Katrina is young and beautiful with child-bearing hips and a sizeable inheritance.  In a word, she is as nubile as they come.  Crane, like all solitary fools, believes himself fated to meet a lass who could easily do a hundred times better than Crane – and that says little against our schoolteacher.  What she exudes in voluptuousness and luxury Crane omits within his mangy, thrifty shade; they could not be any worse matched.  To make matters even more difficult, there then appears a suitor who is more up to up the task:

A burly, roaring, roistering blade, of the name of Abraham, or, according to the Dutch abbreviation, Brom Van Brunt, the hero of the country round, which rang with his feats of strength and hardihood.  He was broad-shouldered and double-jointed, with short curly black hair, and a bluff but not unpleasant countenance, having a mingled air of fun and arrogance.

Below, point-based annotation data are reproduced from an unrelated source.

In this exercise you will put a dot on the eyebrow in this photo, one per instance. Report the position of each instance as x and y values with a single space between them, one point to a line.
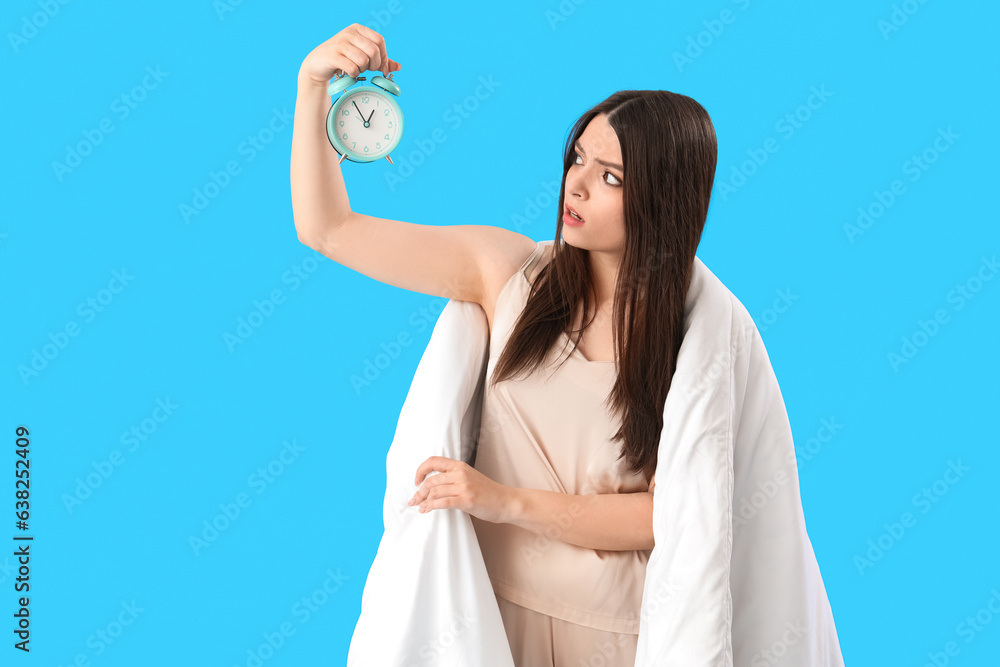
606 164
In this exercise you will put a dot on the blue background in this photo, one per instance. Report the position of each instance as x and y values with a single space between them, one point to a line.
227 72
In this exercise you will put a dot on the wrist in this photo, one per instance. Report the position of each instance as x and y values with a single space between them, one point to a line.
514 505
308 84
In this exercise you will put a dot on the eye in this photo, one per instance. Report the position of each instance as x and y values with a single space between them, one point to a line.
615 184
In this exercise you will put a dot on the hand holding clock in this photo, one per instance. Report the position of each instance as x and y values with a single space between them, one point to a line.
353 50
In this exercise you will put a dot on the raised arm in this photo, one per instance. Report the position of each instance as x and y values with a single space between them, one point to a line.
456 261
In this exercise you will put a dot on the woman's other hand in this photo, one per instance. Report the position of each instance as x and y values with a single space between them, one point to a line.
460 486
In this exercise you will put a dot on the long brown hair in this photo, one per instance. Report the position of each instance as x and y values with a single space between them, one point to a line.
669 155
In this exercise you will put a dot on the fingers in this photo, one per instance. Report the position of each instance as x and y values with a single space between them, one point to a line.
430 490
357 59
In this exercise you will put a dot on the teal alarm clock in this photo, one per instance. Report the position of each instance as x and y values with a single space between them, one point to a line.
365 124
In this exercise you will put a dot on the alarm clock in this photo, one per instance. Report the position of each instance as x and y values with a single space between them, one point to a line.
364 124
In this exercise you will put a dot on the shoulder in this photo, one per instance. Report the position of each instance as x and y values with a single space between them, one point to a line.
509 253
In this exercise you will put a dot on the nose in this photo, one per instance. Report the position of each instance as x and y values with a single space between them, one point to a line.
576 186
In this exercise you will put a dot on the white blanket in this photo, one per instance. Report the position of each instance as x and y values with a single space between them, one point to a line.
732 578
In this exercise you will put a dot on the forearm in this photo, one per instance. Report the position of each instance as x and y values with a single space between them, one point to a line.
319 195
608 521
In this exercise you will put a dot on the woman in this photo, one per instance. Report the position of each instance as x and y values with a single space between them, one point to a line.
584 335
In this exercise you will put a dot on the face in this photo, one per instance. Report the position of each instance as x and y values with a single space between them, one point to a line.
594 189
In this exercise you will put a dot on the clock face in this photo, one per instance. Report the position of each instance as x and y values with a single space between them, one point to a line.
367 124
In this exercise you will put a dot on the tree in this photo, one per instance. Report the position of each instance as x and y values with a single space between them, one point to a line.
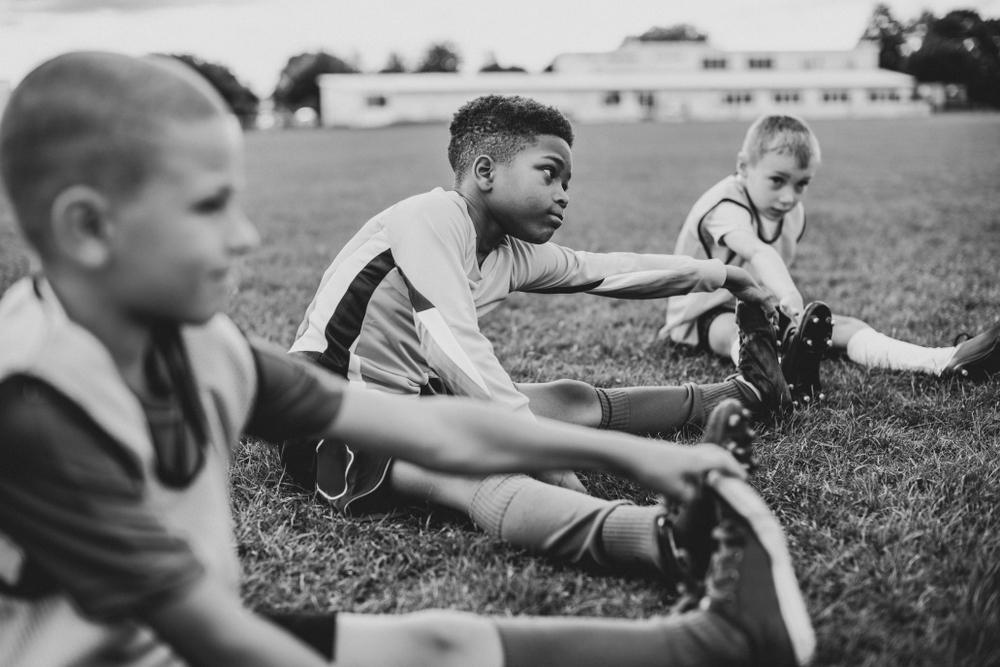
441 57
394 65
493 66
297 86
961 48
243 101
890 35
682 32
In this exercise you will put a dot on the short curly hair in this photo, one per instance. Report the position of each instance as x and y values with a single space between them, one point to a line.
781 134
500 126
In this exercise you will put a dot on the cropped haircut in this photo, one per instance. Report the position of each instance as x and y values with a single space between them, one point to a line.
93 119
500 126
781 134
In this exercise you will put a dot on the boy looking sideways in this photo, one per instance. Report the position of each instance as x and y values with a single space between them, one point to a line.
123 390
398 310
755 218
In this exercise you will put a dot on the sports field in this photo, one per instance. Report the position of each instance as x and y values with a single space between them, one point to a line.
889 490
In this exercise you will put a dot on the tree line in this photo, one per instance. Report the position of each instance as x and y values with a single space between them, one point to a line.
960 47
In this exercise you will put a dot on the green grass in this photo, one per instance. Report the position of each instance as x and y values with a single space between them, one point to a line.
888 491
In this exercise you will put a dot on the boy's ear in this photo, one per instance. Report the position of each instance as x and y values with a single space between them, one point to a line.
81 226
482 172
741 164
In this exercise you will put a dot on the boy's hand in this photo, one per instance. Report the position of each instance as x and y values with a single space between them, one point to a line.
761 296
679 473
792 307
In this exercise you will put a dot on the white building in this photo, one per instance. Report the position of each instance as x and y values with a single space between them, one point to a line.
657 81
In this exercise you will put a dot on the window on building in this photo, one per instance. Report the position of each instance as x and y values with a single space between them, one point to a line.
737 98
884 95
836 96
787 97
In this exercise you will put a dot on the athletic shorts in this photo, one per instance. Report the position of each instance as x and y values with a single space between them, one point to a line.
352 480
704 322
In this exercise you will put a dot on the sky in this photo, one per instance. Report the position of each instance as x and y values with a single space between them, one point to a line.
255 38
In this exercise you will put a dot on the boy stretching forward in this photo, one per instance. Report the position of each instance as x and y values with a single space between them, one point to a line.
398 311
755 219
123 390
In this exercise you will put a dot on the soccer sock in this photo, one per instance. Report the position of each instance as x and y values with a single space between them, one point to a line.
685 640
565 524
668 409
875 350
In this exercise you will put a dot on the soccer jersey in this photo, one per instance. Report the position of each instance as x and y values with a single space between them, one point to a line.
111 504
724 208
400 304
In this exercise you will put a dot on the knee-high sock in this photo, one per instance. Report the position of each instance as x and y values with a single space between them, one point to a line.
565 524
666 409
685 640
875 350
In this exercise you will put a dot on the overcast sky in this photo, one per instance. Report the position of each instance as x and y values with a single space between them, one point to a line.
254 38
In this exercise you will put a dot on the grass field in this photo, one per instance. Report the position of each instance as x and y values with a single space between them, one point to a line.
889 491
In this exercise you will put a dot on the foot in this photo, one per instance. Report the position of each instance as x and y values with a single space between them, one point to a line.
759 366
802 348
685 535
978 357
751 583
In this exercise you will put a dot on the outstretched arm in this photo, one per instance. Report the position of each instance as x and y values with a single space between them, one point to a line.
769 266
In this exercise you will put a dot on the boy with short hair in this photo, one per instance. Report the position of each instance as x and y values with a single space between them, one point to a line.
398 311
123 390
755 218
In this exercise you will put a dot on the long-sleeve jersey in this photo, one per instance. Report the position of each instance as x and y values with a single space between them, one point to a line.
724 208
401 303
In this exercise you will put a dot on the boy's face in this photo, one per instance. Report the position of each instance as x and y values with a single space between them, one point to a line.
175 241
529 195
776 183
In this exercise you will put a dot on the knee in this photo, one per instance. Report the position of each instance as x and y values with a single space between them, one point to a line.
573 393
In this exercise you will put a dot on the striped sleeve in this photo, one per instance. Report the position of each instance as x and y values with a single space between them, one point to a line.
549 268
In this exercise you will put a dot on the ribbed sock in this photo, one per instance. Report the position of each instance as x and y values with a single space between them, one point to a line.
875 350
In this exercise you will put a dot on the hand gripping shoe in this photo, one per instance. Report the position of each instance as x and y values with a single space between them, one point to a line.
685 535
759 360
751 582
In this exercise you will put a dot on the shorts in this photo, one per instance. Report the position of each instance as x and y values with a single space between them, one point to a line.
351 480
704 322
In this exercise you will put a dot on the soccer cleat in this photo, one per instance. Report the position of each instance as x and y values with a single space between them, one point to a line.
751 582
802 349
685 535
978 357
759 359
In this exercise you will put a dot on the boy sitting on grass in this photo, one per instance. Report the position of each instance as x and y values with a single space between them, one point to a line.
398 310
755 219
123 390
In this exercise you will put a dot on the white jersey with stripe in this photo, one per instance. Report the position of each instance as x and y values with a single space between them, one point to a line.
724 208
401 303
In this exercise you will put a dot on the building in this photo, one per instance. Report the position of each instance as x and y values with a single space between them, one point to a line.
644 81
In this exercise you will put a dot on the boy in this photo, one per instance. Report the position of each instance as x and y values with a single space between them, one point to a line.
122 391
398 311
755 219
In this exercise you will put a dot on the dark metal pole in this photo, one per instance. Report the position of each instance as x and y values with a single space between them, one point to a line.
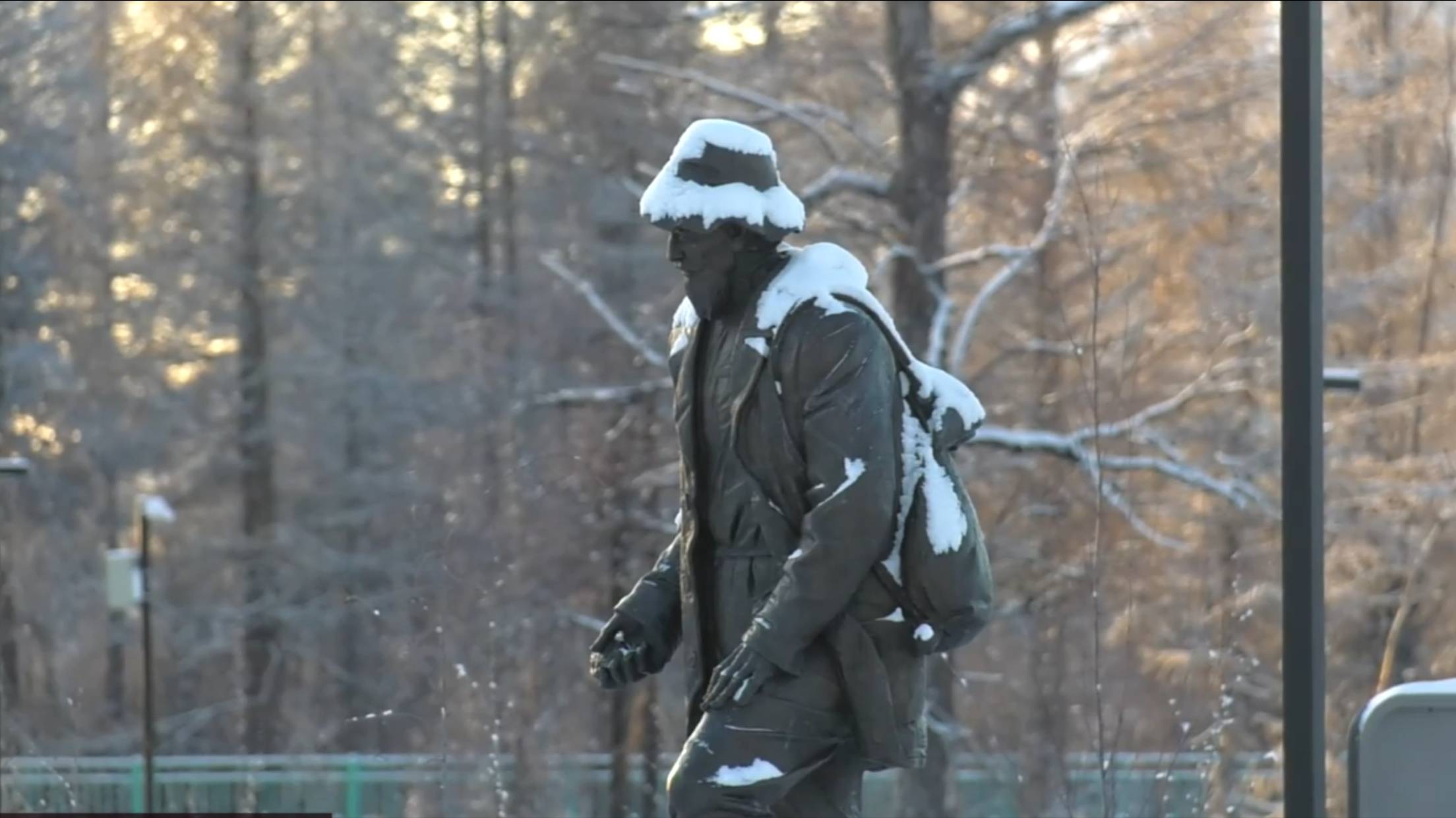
1304 471
149 736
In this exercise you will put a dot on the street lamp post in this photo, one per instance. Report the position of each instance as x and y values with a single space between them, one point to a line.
1302 395
153 510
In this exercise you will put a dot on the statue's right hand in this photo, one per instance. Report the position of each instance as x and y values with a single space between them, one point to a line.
617 631
619 654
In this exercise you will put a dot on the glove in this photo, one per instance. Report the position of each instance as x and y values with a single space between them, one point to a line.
624 653
737 679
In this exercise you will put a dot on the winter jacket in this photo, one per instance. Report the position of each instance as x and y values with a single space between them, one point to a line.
820 436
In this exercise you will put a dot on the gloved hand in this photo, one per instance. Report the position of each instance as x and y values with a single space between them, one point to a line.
737 679
624 653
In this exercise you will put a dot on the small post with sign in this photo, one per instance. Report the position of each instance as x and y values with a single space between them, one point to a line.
13 466
153 510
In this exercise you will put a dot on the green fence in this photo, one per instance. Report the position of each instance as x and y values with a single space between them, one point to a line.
571 786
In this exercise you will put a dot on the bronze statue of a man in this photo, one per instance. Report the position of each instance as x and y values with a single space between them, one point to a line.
789 405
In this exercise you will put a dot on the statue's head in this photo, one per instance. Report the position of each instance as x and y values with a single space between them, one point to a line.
719 197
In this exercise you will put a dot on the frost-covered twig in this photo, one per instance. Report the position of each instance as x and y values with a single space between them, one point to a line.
841 181
597 394
725 89
1019 258
554 264
1005 34
938 322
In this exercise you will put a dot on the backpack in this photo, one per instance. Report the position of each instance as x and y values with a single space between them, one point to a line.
944 589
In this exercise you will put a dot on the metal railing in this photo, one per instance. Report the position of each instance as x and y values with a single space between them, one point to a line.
574 786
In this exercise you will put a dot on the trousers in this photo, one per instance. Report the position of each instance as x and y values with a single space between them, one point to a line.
781 754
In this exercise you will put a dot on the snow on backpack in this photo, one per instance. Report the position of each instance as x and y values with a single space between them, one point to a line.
938 570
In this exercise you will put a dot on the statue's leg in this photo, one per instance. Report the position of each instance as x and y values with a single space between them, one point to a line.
746 760
834 789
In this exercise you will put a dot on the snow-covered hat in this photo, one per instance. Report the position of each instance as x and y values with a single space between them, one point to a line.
723 171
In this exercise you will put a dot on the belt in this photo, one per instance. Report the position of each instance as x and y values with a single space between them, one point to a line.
743 554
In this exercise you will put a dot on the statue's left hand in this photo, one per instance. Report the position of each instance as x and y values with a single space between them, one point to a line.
737 679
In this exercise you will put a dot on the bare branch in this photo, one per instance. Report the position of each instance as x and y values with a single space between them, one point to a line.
977 255
1118 501
1019 260
647 521
841 181
596 395
727 89
1196 389
1005 34
1238 492
635 341
1069 448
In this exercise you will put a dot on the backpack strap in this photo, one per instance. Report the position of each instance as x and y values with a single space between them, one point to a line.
918 408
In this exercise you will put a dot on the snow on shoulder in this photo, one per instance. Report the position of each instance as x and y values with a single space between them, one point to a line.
822 274
819 273
670 196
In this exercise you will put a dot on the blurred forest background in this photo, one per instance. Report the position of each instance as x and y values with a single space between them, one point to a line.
361 290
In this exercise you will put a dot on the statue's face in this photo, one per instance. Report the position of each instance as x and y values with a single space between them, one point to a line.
706 260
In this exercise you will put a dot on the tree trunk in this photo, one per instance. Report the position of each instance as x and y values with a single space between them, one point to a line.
921 196
921 190
262 661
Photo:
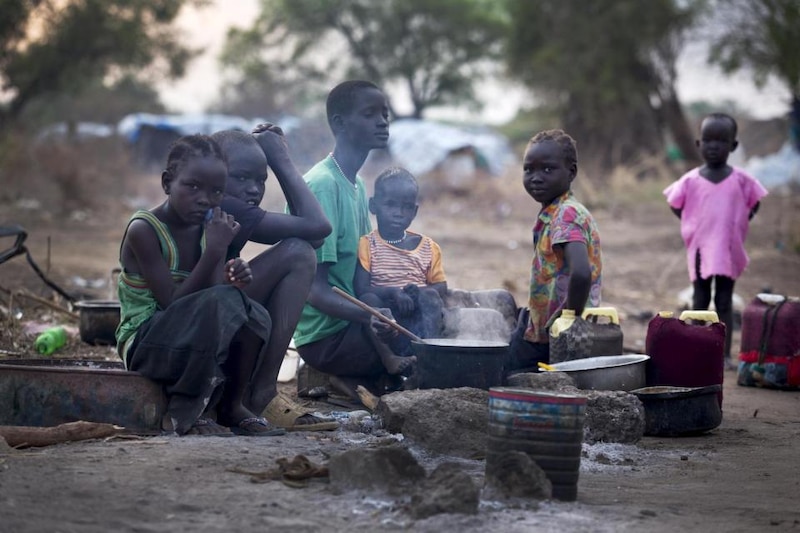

From his Herculean frame and great powers of limb he had received the nickname of BROM BONES, by which he was universally known.  He was famed for great knowledge and skill in horsemanship, being as dexterous on horseback as a Tartar ... The neighbors looked upon him with a mixture of awe, admiration, and good-will; and, when any madcap prank or rustic brawl occurred in the vicinity, always shook their heads, and warranted Brom Bones was at the bottom of it.

Katrina's choice is complicated – or at least such an appearance is desired.  Between Crane and Van Brunt lies a vast and indefinite canyon of education and culture that brawny attraction and headstrong heroics will not be able to overcome in the course of a healthy human life.  Yet Crane cares little for such antics, and he is drawn to Katrina as he is drawn to the opulent feasts at her father's mansion, feasts that start him re-imagining a future he has never considered in bright color:

As the enraptured Ichabod fancied all this, and as he rolled his great green eyes over the fat meadow lands, the rich fields of wheat, of rye, of buckwheat, and Indian corn, and the orchards burdened with ruddy fruit, which surrounded the warm tenement of Van Tassel, his heart yearned after the damsel who was to inherit these domains, and his imagination expanded with the idea, how they might be readily turned into cash, and the money invested in immense tracts of wild land, and shingle palaces in the wilderness.  Nay, his busy fancy already realized his hopes, and presented to him the blooming Katrina, with a whole family of children, mounted on the top of a wagon loaded with household trumpery, with pots and kettles dangling beneath; and he beheld himself bestriding a pacing mare, with a colt at her heels, setting out for Kentucky, Tennessee or the Lord knows where!

For all his beliefs in the supernatural, in the ghoulish, the grim, and the ghastly, Crane's tragic flaw could be precisely his lack of imagination.  He cannot imagine a world in which he, simple beast, could not meet his needs; nor a world in which the strong spirit within him could fail in its fortress against the materialist barrage.  Is Puritanism nothing more than fear of the wicked, damnation of their accomplices, and the strength derived from prudence and restraint?  That would explain much of Crane and his fantasies.  And those ghost stories on long winter evenings with old Dutch women?  Few things have ever cost a man so dearly.